Things are much more sophisticated these days, and the times of 'yellow journalism' with moguls like W. Randoph Hearst starting wars and promoting causes using the power of their media conglomerates are a thing of the past.

But journalists who specialize in a specific sector all the time, whether it be finance or politicians, must be on their guard not to closely identify with the industry which they are supposed to be objectively covering. An emotional attachment can develop, a mindset can be imprinted, when you spend all day speaking with people who have a particular viewpoint of the world based on their own needs and objectives and biases.

And it still bothered me that I came away from this interview without understanding the nature of the lawsuit, and obtaining no real facts about it. Dennis Kneale seems to imply that the Pension funds were promised a specific price and it was delivered, and California was merely griping about the deal unjustifiably. And then Michelle engaged in what might be charitably called an ad hominem attack.

So here are the facts as reported by The New York Times:

Still, the lawsuit raises troubling questions about the bank’s practices and controls. It grew out of an inquiry by California state investigators who were looking into claims made against State Street by unidentified whistle-blowers that accused the bank of adding a secret and substantial markup to the price of their currency trades. The whistleblowers alleged that the scheme cost State Street clients about $400 million annually and dated back to 1998.

According to the California Attorney General, State Street executed about $35.2 billion in currency trades for Calpers, the California Public Employees’ Retirement System, and Calstrs, the California State Teachers’ Retirement System, from 2001 to this fall.

State Street tellingly referred to the state pension funds as “dumb” clients since they allowed the bank to handle foreign exchange transactions for them, according to a complaint filed by the whistleblowers. Smart clients, it said, traded directly with the bank and obtained better rates.

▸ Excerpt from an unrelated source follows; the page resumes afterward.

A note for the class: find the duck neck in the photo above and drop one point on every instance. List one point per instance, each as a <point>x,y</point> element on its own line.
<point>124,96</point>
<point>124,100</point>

The lawsuit contends that State Street concealed fraudulent pricing practices by entering false exchange rates into electronic trading databases and reporting false prices in the account statements that it provided Calpers and Calstrs. The lawsuit also accuses State Street of deliberately failing to include time stamp data in its reports so that the pension funds could not verify the actual cost of the trade.
It sounds to me that State is being accused of conducting trades for a fee, but then padding the associated trades to skim a bit extra. This is not an unheard of practice, especially when a trading firm is dealing with what they consider to be a 'dumb client.' There is a mindset among some trading groups that says if you are dumb enough to do business with me, I am justified in ripping your face off, even if it is a little bit at a time. We will have to see how the court case proceeds to find out if the accusations are true.

Now, would it have been so hard for CNBC to find these facts out and ask about them rather than take such a stumbling and ill-prepared stance into the interview, and then insult the interviewee and disparage his motives?

They are capable of doing much better professional work than this.